To ensure mission-critical workloads are available in a virtualized data center demands meticulous attention to application performance requirements, resource utilization and other technical characteristics. Such information is needed in order to properly identify workload candidates for virtualization, manage their moves effectively, ensure resilience and preserve continuity.
As should be clear, candidate evaluation should begin even before you select and implement final solutions for compute, storage and other functions, since evaluation will reveal much about required solution scale and configuration. Evaluation will also help you manage stakeholder expectations about what can be virtualized safely and cost efficiently. Hitting the right mark here can help make certain that you dont unexpectedly run up against virtualization limits or endanger mission-critical applications. This step is also helpful to ensure that your implementation achieves more general cost, resiliency and performance goals.

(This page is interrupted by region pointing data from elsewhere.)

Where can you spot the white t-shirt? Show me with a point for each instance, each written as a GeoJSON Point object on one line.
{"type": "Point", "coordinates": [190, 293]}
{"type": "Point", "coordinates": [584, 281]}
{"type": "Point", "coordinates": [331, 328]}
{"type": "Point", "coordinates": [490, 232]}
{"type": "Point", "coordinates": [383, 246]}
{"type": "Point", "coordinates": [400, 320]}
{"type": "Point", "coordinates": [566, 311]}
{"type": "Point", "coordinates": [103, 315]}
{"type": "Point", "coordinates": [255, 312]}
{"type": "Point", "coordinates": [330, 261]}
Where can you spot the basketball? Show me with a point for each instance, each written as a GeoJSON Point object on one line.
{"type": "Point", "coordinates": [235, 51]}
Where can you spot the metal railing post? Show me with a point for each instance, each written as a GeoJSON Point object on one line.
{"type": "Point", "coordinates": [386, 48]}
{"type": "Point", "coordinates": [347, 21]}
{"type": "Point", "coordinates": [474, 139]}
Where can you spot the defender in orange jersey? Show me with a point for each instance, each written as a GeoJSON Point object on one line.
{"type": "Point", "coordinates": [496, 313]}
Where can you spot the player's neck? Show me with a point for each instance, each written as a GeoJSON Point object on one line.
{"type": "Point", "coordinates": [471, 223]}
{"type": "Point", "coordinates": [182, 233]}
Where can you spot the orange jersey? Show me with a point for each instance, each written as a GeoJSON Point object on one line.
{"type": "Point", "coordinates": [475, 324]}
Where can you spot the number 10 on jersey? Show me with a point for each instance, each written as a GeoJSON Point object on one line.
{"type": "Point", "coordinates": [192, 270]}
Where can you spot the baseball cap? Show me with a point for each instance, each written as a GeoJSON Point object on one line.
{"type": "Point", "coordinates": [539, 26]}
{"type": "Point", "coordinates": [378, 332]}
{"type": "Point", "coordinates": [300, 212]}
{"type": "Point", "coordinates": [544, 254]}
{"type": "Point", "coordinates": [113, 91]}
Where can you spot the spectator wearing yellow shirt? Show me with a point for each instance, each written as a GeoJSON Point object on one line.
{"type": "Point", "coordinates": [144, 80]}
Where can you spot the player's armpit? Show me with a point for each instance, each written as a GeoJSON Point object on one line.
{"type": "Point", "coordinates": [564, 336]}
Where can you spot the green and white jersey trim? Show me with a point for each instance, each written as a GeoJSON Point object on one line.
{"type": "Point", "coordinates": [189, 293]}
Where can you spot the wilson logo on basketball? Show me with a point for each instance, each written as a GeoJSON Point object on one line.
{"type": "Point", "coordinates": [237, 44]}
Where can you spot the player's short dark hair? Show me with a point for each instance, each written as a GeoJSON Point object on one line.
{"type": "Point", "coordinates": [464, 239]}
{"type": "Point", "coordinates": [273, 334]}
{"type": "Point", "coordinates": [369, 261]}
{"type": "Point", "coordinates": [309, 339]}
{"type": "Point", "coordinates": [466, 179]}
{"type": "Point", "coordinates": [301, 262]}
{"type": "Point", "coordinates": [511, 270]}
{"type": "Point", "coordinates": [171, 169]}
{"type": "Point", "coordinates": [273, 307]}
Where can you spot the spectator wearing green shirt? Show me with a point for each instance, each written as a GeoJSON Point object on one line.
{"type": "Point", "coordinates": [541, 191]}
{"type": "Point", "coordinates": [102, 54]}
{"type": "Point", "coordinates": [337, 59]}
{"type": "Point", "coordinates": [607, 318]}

The basic process is to list all instances of all applications, then evaluate them for resource utilization and requirements in fine detail--including memory, CPU and I/O, as well as security and resiliency requirements. Its vital to perform these tests systematically and repeatedly over time to determine peak demands and identify potential sources of contention. Luckily, many tools are available to make this job easier and that help document the process. IBM, for example, offers server- and application-discovery, evaluation and constraint-documentation tools, as do major hypervisor vendors (e.g., VMware), as well as third parties like Xcedex.

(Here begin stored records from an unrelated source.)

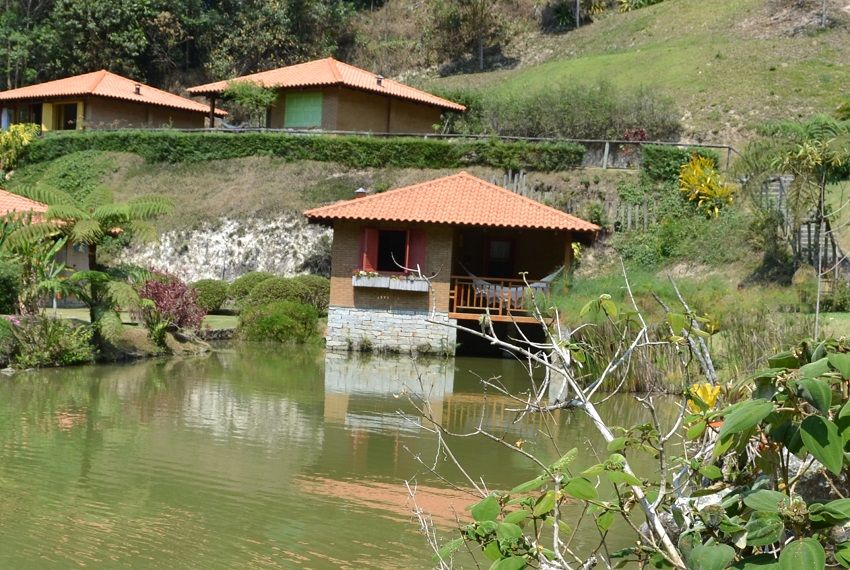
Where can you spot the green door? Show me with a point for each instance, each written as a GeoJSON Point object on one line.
{"type": "Point", "coordinates": [303, 111]}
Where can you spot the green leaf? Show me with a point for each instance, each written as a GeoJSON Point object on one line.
{"type": "Point", "coordinates": [765, 500]}
{"type": "Point", "coordinates": [544, 504]}
{"type": "Point", "coordinates": [841, 362]}
{"type": "Point", "coordinates": [763, 529]}
{"type": "Point", "coordinates": [445, 552]}
{"type": "Point", "coordinates": [486, 510]}
{"type": "Point", "coordinates": [605, 520]}
{"type": "Point", "coordinates": [783, 360]}
{"type": "Point", "coordinates": [816, 392]}
{"type": "Point", "coordinates": [617, 477]}
{"type": "Point", "coordinates": [842, 554]}
{"type": "Point", "coordinates": [833, 512]}
{"type": "Point", "coordinates": [821, 438]}
{"type": "Point", "coordinates": [802, 553]}
{"type": "Point", "coordinates": [696, 430]}
{"type": "Point", "coordinates": [758, 562]}
{"type": "Point", "coordinates": [711, 557]}
{"type": "Point", "coordinates": [581, 488]}
{"type": "Point", "coordinates": [512, 563]}
{"type": "Point", "coordinates": [517, 517]}
{"type": "Point", "coordinates": [565, 460]}
{"type": "Point", "coordinates": [528, 486]}
{"type": "Point", "coordinates": [745, 416]}
{"type": "Point", "coordinates": [711, 472]}
{"type": "Point", "coordinates": [508, 532]}
{"type": "Point", "coordinates": [815, 369]}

Most software solutions reduce their computations to an index value, where servers indexing at or below a certain threshold are prime candidates for moving to virtual machines. Those workloads showing higher values are flagged as more problematic. Being flagged doesnt necessarily mean that a workload cant be virtualized; it only means that additional evaluation is needed.
Some workloads--among them, perhaps the most mission-critical--may be determined in this way to be non-virtualizable. This is not a best-case scenario, but it is fairly common. Applications with very high I/O, memory or CPU requirements may best be kept on their own servers to avoid their edge-cases disrupting what would otherwise be a fairly "flat" and cost-effective virtualization solution.